My granddaughter reported that her first day of second grade last week was “the best school day ever.” Since I know that she was wearing a mask and observing social distancing, I’m pretty sure it was not, in fact, the best-ever for her, for her classmates or for the teachers and administrators at her school. But her unbridled enthusiasm was a wonderful reminder of all that school can be for students, and I was glad to know she is off to a good start amidst yet another challenging year.
It is hard to avoid feeling that students are being cheated as we begin the third straight academic year of disruption. Beyond the physical adaptations being layered on – social distancing, masks, curtailed extracurricular activities, shortages of bus drivers – there is the anxiety: which behaviors and protocols are essential to ensuring safety? Is everyone following the rules? Can we trust each other to protect the safety of all the people around us until children, too, can be vaccinated?
My parents were both teachers and two of my brothers, as well. My grandmothers were teachers, my sisters-in-law and cousins, too. From watching them and hearing about their dedication and creativity, I know that most children have the benefit of awesome professionals working on their behalf. And while social conditions have challenged school settings before – earlier pandemics; social upheaval; racism; economic strife – I do believe the fall of 2021 is putting an extraordinary strain on our schools and all the people in them.
Which has caused me to think back to my own experiences and frankly marvel at how many potent lessons and learnings have stuck with me. I did not appreciate some of these lessons at the time and was almost certainly inadequate in expressing gratitude to teachers and classmates who deserved better from me. So, I will hope that this late-but-sincere acknowledgement begins to atone for my deficiencies. And I hope it enables parents of contemporary students to recognize all the good that is happening even in these chaotic times.

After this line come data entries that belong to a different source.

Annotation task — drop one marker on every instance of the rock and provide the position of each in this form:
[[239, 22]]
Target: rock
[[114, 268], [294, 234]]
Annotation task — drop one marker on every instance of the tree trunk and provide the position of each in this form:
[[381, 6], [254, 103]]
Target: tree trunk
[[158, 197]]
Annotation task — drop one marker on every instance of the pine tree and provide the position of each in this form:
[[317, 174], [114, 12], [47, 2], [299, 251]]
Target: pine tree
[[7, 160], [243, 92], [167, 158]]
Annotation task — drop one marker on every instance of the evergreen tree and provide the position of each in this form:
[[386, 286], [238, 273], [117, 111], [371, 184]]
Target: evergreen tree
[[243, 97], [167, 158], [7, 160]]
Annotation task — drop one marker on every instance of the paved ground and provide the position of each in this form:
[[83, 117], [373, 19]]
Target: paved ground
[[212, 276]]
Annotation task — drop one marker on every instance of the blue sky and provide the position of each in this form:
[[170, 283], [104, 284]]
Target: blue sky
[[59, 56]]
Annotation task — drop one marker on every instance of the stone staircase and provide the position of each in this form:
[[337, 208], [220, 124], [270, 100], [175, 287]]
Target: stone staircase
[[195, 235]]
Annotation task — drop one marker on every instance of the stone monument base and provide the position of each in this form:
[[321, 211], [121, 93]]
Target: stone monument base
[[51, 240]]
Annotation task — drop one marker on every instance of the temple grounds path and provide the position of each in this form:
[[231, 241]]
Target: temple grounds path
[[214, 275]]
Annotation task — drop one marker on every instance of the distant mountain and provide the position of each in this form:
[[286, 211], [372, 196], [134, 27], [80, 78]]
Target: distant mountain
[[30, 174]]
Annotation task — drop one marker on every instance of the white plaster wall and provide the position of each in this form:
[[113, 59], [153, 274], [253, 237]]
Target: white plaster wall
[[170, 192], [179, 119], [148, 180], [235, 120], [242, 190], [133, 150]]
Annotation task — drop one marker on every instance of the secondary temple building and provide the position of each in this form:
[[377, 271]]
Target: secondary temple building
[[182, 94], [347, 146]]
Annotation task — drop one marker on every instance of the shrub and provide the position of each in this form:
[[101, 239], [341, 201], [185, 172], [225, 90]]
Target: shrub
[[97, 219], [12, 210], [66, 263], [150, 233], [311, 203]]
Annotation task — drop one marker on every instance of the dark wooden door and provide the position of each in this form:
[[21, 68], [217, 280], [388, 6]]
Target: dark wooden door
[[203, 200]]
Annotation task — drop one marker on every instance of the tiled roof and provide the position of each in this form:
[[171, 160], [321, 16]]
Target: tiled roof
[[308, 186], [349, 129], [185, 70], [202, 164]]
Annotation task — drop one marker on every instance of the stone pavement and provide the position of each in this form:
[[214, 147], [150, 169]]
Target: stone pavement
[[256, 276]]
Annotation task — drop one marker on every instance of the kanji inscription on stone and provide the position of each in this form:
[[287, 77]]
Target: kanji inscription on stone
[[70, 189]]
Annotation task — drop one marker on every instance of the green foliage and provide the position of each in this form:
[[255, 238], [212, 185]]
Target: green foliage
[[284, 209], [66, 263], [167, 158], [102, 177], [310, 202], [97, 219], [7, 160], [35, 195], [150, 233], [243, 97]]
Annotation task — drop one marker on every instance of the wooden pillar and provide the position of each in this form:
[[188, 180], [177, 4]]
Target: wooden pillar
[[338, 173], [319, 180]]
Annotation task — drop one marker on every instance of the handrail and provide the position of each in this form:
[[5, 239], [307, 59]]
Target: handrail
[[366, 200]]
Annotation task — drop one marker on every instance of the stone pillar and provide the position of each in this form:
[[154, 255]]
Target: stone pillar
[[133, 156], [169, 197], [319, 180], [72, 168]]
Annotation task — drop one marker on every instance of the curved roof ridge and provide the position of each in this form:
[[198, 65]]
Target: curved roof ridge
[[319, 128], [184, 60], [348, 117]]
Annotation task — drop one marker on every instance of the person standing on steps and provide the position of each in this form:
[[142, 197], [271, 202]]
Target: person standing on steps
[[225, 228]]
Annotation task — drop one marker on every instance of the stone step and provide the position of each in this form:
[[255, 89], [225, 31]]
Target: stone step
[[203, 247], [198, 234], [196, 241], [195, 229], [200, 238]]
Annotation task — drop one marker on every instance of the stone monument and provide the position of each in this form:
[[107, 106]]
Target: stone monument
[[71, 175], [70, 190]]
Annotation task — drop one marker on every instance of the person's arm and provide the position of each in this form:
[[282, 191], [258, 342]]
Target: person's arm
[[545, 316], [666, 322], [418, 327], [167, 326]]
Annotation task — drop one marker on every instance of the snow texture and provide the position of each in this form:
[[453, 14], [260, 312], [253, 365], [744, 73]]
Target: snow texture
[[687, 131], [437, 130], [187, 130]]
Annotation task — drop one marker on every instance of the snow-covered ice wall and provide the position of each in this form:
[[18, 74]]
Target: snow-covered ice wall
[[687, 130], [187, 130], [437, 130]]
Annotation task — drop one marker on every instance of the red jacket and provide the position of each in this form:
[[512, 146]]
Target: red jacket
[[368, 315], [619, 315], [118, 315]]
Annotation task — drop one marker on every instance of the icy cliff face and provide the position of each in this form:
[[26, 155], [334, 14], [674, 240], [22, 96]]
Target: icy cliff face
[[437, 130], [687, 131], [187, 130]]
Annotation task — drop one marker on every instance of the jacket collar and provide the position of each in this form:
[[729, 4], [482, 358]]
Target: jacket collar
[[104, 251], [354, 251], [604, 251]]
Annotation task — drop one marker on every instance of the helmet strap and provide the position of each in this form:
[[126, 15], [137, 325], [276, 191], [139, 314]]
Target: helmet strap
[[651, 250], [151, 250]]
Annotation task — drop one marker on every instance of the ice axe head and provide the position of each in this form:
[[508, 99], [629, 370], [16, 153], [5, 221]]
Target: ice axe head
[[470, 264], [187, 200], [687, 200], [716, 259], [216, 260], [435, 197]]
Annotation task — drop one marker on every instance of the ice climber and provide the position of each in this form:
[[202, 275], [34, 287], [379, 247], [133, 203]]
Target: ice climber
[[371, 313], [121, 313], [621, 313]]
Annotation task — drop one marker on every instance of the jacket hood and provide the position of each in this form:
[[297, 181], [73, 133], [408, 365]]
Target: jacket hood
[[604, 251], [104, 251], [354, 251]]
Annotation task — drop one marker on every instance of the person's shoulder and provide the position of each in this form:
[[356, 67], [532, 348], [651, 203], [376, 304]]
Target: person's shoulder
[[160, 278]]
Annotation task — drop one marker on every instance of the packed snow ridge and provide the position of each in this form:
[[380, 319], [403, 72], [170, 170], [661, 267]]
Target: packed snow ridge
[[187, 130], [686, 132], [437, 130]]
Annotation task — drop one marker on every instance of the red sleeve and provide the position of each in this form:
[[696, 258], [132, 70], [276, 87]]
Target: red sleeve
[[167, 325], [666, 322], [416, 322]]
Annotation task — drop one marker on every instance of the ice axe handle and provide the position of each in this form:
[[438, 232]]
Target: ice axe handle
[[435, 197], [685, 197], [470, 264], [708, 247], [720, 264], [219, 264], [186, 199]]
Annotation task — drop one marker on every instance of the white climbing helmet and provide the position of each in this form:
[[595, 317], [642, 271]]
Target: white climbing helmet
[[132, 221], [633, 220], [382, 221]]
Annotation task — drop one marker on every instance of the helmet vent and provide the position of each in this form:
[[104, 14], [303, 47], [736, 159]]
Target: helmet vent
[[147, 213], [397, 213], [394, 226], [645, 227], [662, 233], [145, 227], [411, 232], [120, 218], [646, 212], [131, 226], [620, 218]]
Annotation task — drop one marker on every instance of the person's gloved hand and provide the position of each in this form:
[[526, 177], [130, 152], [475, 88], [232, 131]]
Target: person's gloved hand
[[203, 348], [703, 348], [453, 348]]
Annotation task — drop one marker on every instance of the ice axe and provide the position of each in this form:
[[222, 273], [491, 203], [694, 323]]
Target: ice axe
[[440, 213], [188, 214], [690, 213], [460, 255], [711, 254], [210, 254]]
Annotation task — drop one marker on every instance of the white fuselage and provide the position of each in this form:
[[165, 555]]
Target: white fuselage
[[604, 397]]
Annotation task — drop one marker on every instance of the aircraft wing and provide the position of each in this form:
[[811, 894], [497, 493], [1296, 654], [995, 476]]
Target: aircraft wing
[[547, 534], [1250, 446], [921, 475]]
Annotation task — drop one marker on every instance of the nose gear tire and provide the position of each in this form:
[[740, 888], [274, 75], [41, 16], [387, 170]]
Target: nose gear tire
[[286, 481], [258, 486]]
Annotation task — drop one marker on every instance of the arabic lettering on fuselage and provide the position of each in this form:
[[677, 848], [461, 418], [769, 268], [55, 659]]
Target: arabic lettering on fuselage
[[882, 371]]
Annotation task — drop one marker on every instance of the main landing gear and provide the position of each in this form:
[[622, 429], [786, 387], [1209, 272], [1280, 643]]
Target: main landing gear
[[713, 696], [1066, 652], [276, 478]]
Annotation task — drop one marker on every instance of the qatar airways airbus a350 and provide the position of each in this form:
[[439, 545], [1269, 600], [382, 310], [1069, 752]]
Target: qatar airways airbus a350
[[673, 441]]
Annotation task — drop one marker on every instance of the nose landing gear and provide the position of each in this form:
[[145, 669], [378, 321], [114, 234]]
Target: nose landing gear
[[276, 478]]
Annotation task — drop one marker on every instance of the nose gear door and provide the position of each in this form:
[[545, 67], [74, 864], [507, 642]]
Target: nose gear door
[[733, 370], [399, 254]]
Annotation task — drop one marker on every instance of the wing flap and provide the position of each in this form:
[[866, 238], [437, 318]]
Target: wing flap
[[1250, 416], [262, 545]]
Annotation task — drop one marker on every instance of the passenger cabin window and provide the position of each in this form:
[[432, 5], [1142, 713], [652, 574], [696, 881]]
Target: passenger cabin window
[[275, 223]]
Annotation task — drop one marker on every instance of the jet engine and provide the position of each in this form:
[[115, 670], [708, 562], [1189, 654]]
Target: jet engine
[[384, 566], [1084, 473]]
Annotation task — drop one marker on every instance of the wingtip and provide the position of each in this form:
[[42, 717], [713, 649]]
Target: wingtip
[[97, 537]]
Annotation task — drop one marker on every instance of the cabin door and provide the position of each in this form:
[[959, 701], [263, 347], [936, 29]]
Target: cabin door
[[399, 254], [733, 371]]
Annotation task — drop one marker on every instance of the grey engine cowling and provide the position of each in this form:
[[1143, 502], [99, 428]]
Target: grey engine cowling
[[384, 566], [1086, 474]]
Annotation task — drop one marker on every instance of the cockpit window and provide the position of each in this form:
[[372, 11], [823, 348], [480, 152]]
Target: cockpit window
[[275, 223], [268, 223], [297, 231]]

Certainly, there were academic gems that really delivered: Dick Scott taught algebra and calculus in ways that enable me to approach all kinds of problem-solving better than I believe I would be equipped to handle without those tools (and not just math problems!). Mrs. Rasmussen nurtured a love of poetry and language that I’m quite sure has fueled much of my success as a communications professional. Mr. Koehler understood and shared the power of presence, of theater and of language that I still reflect on as I prepare to give a speech or coach my colleagues and clients. So many strong lessons.
But I think it is the stuff beyond academics that really sinks into our foundations. Kindnesses from unexpected, usually tough faculty or administrators. Shared experiences alongside students with whom I didn’t have much else in common. That powerful bond of realizing that we were each learning something that we hadn’t known before; I can still recall high-fiving with students when our small group solved a challenging task.
There was competition, too, but I recall it more as an inspiration than a stressor. I learned where I could compete and where I really could not. And I was supported to gravitate to those activities and options that enabled me to shine. I can laugh now at some of my failures and wonder at the lessons they taught me. I know it has been said that we learn more from our failures than our successes – and that is probably true for me, as well.
School wasn’t perfect, neither the teachers nor my classmates were perfect, either. But I am profoundly grateful for all those school days and wish for every child the chance to have those days, too.